Yolanda laughed. “Our little brother tried that. With a home-made parachute.”
“Mostly it is believing you can,” the bishop continued his spiel. “Now most surfers start at the pulpit  and wait for a wave of incense to curl. You know the Lord’s prayer? Without that no angel will bother to lift you up.”
“Our Father, who art in heaven,” Elisa instantly intoned. Hell, how did it go again? Yes! “Hallowed be Thy name; Thy kingdom come.”
“That is enough,”  the bishop said. ‘You’re no doubt good Catholic girls.” He gestured to the interior of the church, the high stained-glass windows, the cupola with angels and grave saints. “Now this cathedral is clearly a nice big church but still way too small to fly any distance. What happens is that a gate opens just before you smash into the wall. When you surf you pass through all cathedrals of the world, buoyed by the prayers of the faithful. That is why Sunday morning is the best moment to jump off.”
He handed Elisa a small model of the church tower. It was only gilded balsawood she noticed, nothing like real gold like the little cases they kept the mummified toes and nails of holy men in. “You use this to steer, but no doubt the chaplain told you?”
“Like is attracted to like,” Elisa said. “The first law of magic. The tower searches for other church towers and pulls me across the Empyrean.”
While talking they had been climbing the steps of one of the unused pulpits in the back of the church, hoisting their unwieldy glass surfboards.
Looking down she saw that most of the benches were now occupied by the faithful. An organ started to play and the voices rose in a familiar hymn. She echoed the words. The granite floor looked quite distant and extremely hard.
It is now or never! Elisa told herself. “The last to jump is a rubber chicken!” she shrieked and threw her surfboard, jumping on it when it started to fall.
‘Hallowed be Thy name!” she bellowed and the board rose just before she would smash on the ancient tombstones that made up the floor.
An immense tunnel opened up, glittering with gold and jewels, Marias without number flashed past, Saint Anthony in sandstone and wood, in humble plaster…
All the churches of the world, Elisa thought, like hollow beads on a string.
“Deliver us from evil!” she heard her sister cry and she raced past Elisa, drenching her in sandalwood and  incense. The Westminster cathedral, the twin towers of Rouan, the Sagrada Famila. They swept to the right and now the churches were Eastern Orthodoc, with walls made of icons and red sandstone pillars.

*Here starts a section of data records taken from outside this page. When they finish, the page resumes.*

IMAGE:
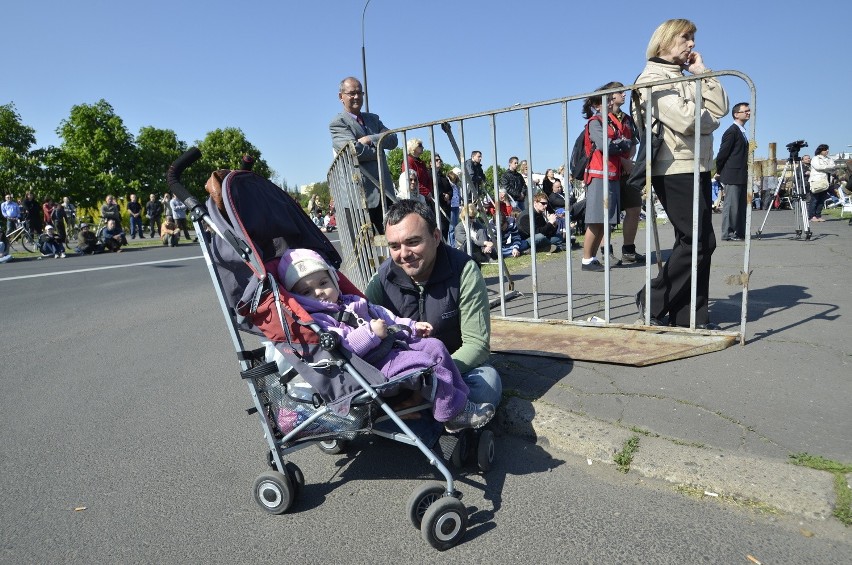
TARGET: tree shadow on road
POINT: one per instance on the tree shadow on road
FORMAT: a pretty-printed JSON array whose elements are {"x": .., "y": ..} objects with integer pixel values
[{"x": 766, "y": 302}]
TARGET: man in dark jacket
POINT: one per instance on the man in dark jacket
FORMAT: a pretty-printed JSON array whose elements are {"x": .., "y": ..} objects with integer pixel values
[
  {"x": 475, "y": 175},
  {"x": 545, "y": 232},
  {"x": 732, "y": 166},
  {"x": 513, "y": 183}
]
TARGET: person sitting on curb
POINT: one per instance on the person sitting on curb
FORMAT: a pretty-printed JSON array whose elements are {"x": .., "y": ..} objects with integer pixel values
[
  {"x": 481, "y": 247},
  {"x": 50, "y": 244},
  {"x": 113, "y": 237},
  {"x": 170, "y": 232},
  {"x": 545, "y": 225},
  {"x": 87, "y": 241},
  {"x": 513, "y": 244}
]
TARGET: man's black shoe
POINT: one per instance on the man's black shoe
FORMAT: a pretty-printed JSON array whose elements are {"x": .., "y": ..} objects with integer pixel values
[
  {"x": 640, "y": 306},
  {"x": 593, "y": 266}
]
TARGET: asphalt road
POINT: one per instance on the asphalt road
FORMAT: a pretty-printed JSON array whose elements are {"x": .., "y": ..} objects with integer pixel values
[{"x": 126, "y": 441}]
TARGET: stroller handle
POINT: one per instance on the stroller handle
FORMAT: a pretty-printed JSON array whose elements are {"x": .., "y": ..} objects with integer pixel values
[{"x": 190, "y": 156}]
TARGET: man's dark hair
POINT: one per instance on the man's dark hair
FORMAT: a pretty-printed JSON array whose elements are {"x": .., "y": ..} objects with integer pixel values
[
  {"x": 737, "y": 107},
  {"x": 402, "y": 208}
]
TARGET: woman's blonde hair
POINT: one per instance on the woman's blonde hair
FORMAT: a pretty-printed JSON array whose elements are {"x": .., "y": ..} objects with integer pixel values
[
  {"x": 412, "y": 145},
  {"x": 468, "y": 211},
  {"x": 665, "y": 34}
]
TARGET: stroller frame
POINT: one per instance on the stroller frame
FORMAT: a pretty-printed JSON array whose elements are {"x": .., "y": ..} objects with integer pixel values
[{"x": 435, "y": 507}]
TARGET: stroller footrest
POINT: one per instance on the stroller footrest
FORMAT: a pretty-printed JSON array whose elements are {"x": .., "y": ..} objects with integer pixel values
[{"x": 260, "y": 371}]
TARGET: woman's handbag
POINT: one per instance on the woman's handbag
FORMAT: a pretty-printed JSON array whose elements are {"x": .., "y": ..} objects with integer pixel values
[
  {"x": 636, "y": 178},
  {"x": 820, "y": 184}
]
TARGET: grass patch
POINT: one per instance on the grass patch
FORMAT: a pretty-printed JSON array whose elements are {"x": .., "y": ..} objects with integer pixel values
[
  {"x": 646, "y": 433},
  {"x": 625, "y": 457},
  {"x": 842, "y": 492}
]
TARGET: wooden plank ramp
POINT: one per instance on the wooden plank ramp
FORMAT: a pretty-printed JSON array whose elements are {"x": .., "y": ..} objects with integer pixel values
[{"x": 617, "y": 344}]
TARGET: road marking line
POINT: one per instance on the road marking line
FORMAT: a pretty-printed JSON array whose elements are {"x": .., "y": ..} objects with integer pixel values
[{"x": 98, "y": 268}]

“Look at it!” Yolanda cried. “That is the Saint Basil in Moscow!” But it lay already behind them.  “Say,” her sister said. ‘Did you see the bishop’s face? He clearly hated having us surf in his church. But  it is like stately homes. Someone has to pay for the upkeep. Which is why we had to put ten dollar each in the collecting tin.”
They were slowing down, fast losing their velocity. The churches had become temples, turning stranger and stranger. No saints or virgins but leering masks and potbellied gods.
Elisa’s surfboard hit the floor, skidded across the parquet. The walls were lined with silk hangings, more buddhas than even in a garden center. The air was so cold her breath came in tiny snowflakes.
“O no,”  Yolanda whispered. “Not again…”
Scowling monks surrounded them, carrying rather big sticks.
“I told you, girl, ” the abbot rumbled and gestured to a burly monk with a cudgel. “Break their disrespectful boards and let them walk home.”